2010年06月26日

あの夏の子供たち

 映画プロデューサーとして制作会社ムーン・フィルムを率いるグレゴワール・カンヴェル(ルイ=ドー・ランクザン)は、運転中にも携帯電話を離さず、中毒のように仕事に漬かっている。車は免停中だが仕事のためには乗らずにおけない。役者がわがままで困らせている、監督が撮影で浪費、資金繰りがどうこう、etc、etc・・。

 そんな彼は、家に帰れば妻シルヴィア(キアラ・カゼッリ)と三人の娘に愛情を注ぐ優しい父親。次女のヴァランティーヌと末っ子のビリーがアナウンスに見立てた劇を楽しく観、思春期で気難しい長女のクレマンス(アリス・ド・ランクザン)にも気遣いを見せる。郊外の別荘で過ごす週末。緑に降り注ぐ夏の光。ふざけあう父と子どもたち。イタリアの教会で静かに流れる時間。

 だが、そんな幸せなひと時にも、グレゴワールの手元には携帯が。彼は仕事を愛し、誇りを持ち、自分の眼にかなった何作もの作品を抱えているが、その仕事は一方で彼を絶えず抑圧していて、小切手がどうとか、現像所への負債が膨らんでいるとか、資金繰りの行き詰まりに追い詰められていく。
 期待した融資を断られると、部下のちょっとした態度も、手放せなかった電話も、重いボディーブローになって疲れ果てる。だが、それでもなお精力的で、愛情と魅力に溢れ、なお踏ん張れそうにみえながら、彼の最後はあっけなく訪れた。人が死ぬ時はそうなのかもしれない。彼を必要とし、彼を愛してる家族がいるのに。それでも、追い詰められれば死は訪れるのだ。

 シルヴィアが駅で友人と会い、慰められる場面、相手の腕の中で彼女のだらんと垂れた腕が印象的だった。彼女は、イタリアでも携帯で話してばかりの夫に傷つき、体を丸めて泣いていた。それと同じ姿勢で、ヴァランシーヌもクレマンスも父親の死を悲しむ。彼女たちは声を上げて慟哭しない。もっと静かで、その深い悲しみの表現に胸を打たれた。
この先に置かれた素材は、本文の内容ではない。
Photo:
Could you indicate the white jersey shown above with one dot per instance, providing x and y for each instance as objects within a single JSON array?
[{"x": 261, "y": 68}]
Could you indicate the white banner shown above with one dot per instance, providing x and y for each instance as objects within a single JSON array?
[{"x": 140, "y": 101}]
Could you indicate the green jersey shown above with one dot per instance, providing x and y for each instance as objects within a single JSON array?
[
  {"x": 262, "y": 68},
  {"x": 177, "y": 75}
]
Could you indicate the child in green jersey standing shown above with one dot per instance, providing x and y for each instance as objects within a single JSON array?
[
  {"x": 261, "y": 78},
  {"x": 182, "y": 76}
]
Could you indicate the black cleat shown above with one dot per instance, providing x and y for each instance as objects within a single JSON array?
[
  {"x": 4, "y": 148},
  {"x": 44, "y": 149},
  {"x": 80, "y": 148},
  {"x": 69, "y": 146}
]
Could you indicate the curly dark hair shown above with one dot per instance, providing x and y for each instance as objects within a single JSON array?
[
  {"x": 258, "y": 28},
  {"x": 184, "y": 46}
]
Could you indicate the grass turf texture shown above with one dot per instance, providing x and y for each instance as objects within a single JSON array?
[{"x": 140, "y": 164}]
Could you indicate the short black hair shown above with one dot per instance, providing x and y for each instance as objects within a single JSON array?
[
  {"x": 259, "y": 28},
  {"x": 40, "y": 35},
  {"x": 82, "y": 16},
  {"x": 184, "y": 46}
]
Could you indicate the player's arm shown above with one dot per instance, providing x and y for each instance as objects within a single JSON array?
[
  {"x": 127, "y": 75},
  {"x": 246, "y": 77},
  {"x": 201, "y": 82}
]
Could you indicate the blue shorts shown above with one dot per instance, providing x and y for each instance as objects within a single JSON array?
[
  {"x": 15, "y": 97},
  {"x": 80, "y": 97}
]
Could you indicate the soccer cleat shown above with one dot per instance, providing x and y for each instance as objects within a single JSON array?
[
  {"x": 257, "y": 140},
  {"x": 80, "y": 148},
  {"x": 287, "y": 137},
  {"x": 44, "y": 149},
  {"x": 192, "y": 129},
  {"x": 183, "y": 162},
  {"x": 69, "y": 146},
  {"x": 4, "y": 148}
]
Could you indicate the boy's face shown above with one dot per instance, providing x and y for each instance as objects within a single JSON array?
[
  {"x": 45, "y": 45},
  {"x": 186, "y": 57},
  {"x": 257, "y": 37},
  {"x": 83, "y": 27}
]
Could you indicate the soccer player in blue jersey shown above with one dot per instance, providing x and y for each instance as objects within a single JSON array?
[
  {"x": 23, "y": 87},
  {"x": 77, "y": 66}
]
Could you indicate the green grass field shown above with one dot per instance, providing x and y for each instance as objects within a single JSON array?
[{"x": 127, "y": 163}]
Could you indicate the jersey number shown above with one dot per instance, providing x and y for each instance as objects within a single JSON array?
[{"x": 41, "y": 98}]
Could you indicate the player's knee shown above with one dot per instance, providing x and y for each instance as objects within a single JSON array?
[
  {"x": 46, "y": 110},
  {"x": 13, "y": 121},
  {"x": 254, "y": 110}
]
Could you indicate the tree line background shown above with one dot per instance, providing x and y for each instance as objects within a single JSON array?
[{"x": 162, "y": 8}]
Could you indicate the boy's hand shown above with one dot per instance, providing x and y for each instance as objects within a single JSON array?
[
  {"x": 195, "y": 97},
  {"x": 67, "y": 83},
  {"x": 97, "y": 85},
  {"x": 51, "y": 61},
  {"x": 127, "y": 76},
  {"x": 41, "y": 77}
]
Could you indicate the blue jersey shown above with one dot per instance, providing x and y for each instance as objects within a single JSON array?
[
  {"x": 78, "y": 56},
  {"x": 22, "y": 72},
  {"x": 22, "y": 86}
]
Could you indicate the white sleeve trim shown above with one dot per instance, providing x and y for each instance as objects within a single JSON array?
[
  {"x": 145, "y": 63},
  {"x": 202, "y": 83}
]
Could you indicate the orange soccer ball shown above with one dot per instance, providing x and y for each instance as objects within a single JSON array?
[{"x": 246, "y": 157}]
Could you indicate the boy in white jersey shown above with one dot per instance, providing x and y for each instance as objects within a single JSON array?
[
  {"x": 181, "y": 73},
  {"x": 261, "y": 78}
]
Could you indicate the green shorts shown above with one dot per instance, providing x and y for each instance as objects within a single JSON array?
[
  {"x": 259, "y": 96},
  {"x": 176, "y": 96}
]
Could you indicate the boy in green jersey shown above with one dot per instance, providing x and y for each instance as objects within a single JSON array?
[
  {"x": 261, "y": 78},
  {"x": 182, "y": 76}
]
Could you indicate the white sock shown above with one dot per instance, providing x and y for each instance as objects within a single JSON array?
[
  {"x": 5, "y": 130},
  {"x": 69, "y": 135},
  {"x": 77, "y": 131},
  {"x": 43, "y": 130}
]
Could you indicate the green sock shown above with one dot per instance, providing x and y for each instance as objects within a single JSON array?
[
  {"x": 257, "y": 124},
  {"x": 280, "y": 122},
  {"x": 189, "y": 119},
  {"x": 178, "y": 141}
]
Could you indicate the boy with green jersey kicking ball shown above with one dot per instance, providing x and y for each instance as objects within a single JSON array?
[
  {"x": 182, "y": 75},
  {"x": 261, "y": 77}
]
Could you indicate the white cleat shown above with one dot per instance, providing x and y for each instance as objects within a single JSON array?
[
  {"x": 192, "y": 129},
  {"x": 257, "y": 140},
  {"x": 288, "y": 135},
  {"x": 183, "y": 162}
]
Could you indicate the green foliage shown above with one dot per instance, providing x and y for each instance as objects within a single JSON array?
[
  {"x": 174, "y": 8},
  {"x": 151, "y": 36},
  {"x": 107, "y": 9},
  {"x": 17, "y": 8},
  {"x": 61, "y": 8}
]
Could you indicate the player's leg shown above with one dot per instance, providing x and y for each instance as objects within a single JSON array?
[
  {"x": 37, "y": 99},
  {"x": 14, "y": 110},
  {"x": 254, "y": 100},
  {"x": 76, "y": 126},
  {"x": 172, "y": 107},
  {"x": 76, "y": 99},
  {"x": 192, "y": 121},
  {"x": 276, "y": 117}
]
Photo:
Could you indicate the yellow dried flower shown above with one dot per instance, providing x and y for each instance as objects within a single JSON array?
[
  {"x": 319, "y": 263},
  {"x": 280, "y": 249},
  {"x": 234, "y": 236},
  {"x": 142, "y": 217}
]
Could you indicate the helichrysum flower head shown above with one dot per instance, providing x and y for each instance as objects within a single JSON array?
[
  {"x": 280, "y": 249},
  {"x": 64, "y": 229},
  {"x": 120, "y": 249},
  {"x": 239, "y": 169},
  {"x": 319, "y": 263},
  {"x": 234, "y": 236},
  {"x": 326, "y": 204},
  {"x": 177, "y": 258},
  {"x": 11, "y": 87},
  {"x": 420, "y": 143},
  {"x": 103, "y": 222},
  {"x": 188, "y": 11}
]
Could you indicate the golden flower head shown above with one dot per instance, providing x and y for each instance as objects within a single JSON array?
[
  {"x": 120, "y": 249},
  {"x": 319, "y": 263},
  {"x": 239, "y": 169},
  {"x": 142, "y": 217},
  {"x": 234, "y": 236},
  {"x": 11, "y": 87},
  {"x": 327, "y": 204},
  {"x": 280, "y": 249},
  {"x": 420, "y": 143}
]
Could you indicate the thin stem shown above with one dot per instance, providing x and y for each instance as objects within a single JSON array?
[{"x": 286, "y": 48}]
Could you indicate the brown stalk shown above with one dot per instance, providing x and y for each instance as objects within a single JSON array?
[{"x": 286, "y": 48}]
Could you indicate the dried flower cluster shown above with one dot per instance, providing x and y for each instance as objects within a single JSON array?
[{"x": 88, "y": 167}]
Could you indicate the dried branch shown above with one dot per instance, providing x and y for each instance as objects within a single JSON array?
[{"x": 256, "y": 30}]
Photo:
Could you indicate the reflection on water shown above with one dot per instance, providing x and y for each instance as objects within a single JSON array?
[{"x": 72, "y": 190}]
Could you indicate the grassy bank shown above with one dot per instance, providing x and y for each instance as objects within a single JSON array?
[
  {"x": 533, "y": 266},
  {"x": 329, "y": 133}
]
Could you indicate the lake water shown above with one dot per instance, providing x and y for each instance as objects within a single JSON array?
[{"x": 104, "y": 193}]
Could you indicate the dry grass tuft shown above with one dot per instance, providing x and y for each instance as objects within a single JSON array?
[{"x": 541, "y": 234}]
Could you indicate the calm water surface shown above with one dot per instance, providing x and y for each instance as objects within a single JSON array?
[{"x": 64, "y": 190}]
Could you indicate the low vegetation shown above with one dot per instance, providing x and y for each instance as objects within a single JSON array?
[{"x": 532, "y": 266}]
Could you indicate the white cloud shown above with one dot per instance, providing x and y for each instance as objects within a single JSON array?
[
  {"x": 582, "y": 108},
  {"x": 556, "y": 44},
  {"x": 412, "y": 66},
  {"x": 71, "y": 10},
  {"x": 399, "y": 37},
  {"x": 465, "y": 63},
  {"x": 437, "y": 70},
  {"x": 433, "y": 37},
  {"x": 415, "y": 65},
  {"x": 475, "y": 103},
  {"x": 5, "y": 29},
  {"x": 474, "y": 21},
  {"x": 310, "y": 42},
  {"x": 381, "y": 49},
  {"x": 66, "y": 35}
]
 ヴァランシーヌの「これから私たちはどうなるの?」の問いに、父の友人のセルジュは「大きくなって、若い女の人になり、誰かと恋をする」と答える。そう、ずっと人生は続き、そこには希望をみなければ。
 父に男の子がいたことを知り、勝手に死んだことや秘密があったことに怒るクレマンスに、母は、「父なら、死は人生の数ある出来事のひとつだ、というはず」と話す。
 事故での死なら、無理やりそう思えないこともないが、自死の場合は違うと思う。でも、自分たちへの愛情の深さを確信し、彼の強さも弱さも、すべてを受け容れているから、シルヴィアは夫の死を裏切りとは思わないのだ。そうやってグレゴワールの死を見ると、深い悲しみとともに、たくさんの思い出と、いつまでも心に生きる温かさこそが、生きていく糧として残されているのだろう。

 シルヴィアは夫の事業を受け継いで仕事を完成させようと奮闘するが、グレゴワールが融資を頼んだ先で、敬意や友情を言葉にされながら断られたのと同じように、彼女も、夫が魅力ある人だったと告げられながら、負債を減額してもらうことはかなわない。製作中の映画は続行不能のうえ、監督が訴訟を起こすといい、負債は膨大。結局会社は清算することに。夫の事業を立て直すという美談には安易にならないのがリアルだ。

 シルヴィアは故郷のイタリアに帰りたいといい、父のそばにいたいと思う姉妹たちは反対する。停電になった部屋に灯るろうそくの火、暗い夜空に光る星たち。家族の立ち直りを象徴するかのような場面が美しかった。
 それに続いて、父の職場が映り、フィルムをみつけたりイスにすわったりする少女たち。職場の人たちや管財人に別れを告げると、車はパリを去っていき、観ている方は、ここでやっと彼女たちの選択を知る。
 クレマンスは「お墓に行くはずだったのに」といい母はもう時間がないと答える。窓の外を眺めるクレマンスの頬を涙がつたう。景色はすぐに並木の美しい街並みを過ぎて、高速に。この場面を観ながら、子どもの頃の引越しを思い出した。さよならの時間なんていつも十分じゃない。懐かしい場所も、もっとあとになってから、自分で訪れなければいけない。

 シルヴィアは、映画を通して父は永遠に行き続けるといい、ヴァランティーヌは特に私たちの中に、という。クレマンスは、これからきっと、父の見出した若い監督との出会いをつむいでいくだろう。きっと父の仕事のなかに自分の将来を見るだろう。「ケセラセラ」が流れ、さみしいけれど、静かな明るさのある、別れの場面だった。